Ways To Stand Out From The Crowd:
- Strong background in Machine Learning, Deep Learning, and Artificial Intelligence applications.
- Prior experience leading programs for Kubernetes platforms, cloud-native infrastructure, platform services, or developer platforms.
- Experience with software release management, service operationalization, and large-scale platform adoption.
- Familiarity with observability, CI/CD, infrastructure automation, and service reliability practices in cloud environments.
- Consistent track record of driving process improvements and measuring efficiency.
- Familiarity with NVIDIA platforms, products, and ecosystem is a plus.
With competitive salaries and a generous benefits package, NVIDIA is widely considered to be one of the technology industry's most desirable employers. We have some of the most forward-thinking and hardworking people in the world working with us and our engineering teams are growing fast in some of the most impactful fields of our generation: Deep Learning, Artificial Intelligence, and Autonomous Vehicles. If you're a hardworking individual who enjoys autonomy and shares our passion for technology, we want to hear from you. We are looking for great people like you to help us accelerate the next wave of artificial intelligence.
#LI-Hybrid
Your base salary will be determined based on your location, experience, and the pay of employees in similar positions. The base salary range is 200,000 USD - 322,000 USD.
You will also be eligible for equity and benefits.
Applications for this job will be accepted at least until May 26, 2026.

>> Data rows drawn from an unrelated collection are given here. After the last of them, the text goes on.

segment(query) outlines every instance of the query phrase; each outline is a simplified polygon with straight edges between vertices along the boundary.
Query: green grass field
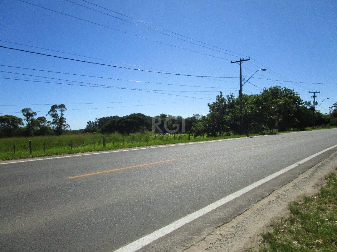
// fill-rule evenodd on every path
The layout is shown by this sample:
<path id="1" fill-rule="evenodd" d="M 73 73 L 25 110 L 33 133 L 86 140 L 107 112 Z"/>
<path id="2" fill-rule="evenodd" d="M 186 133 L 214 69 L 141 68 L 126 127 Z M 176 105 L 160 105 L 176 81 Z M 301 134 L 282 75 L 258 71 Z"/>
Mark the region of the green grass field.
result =
<path id="1" fill-rule="evenodd" d="M 255 134 L 256 135 L 257 134 Z M 171 134 L 169 136 L 154 135 L 151 133 L 132 134 L 123 136 L 118 134 L 102 135 L 85 133 L 0 139 L 0 160 L 40 157 L 62 154 L 115 150 L 124 148 L 178 143 L 199 141 L 222 139 L 244 135 L 206 136 L 194 138 L 187 134 Z M 105 139 L 103 146 L 103 137 Z M 30 153 L 29 140 L 32 153 Z M 15 150 L 15 153 L 14 153 Z"/>
<path id="2" fill-rule="evenodd" d="M 315 196 L 289 203 L 289 216 L 262 234 L 259 251 L 337 251 L 337 174 L 326 178 Z"/>
<path id="3" fill-rule="evenodd" d="M 326 128 L 316 128 L 319 129 Z M 288 132 L 288 131 L 287 131 Z M 288 131 L 288 132 L 293 132 Z M 277 132 L 275 132 L 277 133 Z M 278 132 L 279 133 L 285 132 Z M 266 134 L 266 133 L 265 133 Z M 250 136 L 259 134 L 250 134 Z M 194 138 L 188 134 L 171 134 L 169 136 L 154 135 L 152 132 L 123 136 L 115 133 L 103 135 L 96 133 L 64 134 L 31 137 L 15 137 L 0 138 L 0 160 L 14 159 L 62 154 L 107 151 L 124 148 L 161 145 L 200 141 L 207 141 L 245 136 L 232 135 L 207 137 L 206 135 Z M 103 144 L 103 137 L 105 146 Z M 29 140 L 32 153 L 30 153 Z"/>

This posting is for an existing vacancy.
NVIDIA uses AI tools in its recruiting processes.
NVIDIA is committed to fostering a diverse work environment and proud to be an equal opportunity employer. As we highly value diversity in our current and future employees, we do not discriminate (including in our hiring and promotion practices) on the basis of race, religion, color, national origin, gender, gender expression, sexual orientation, age, marital status, veteran status, disability status or any other characteristic protected by law.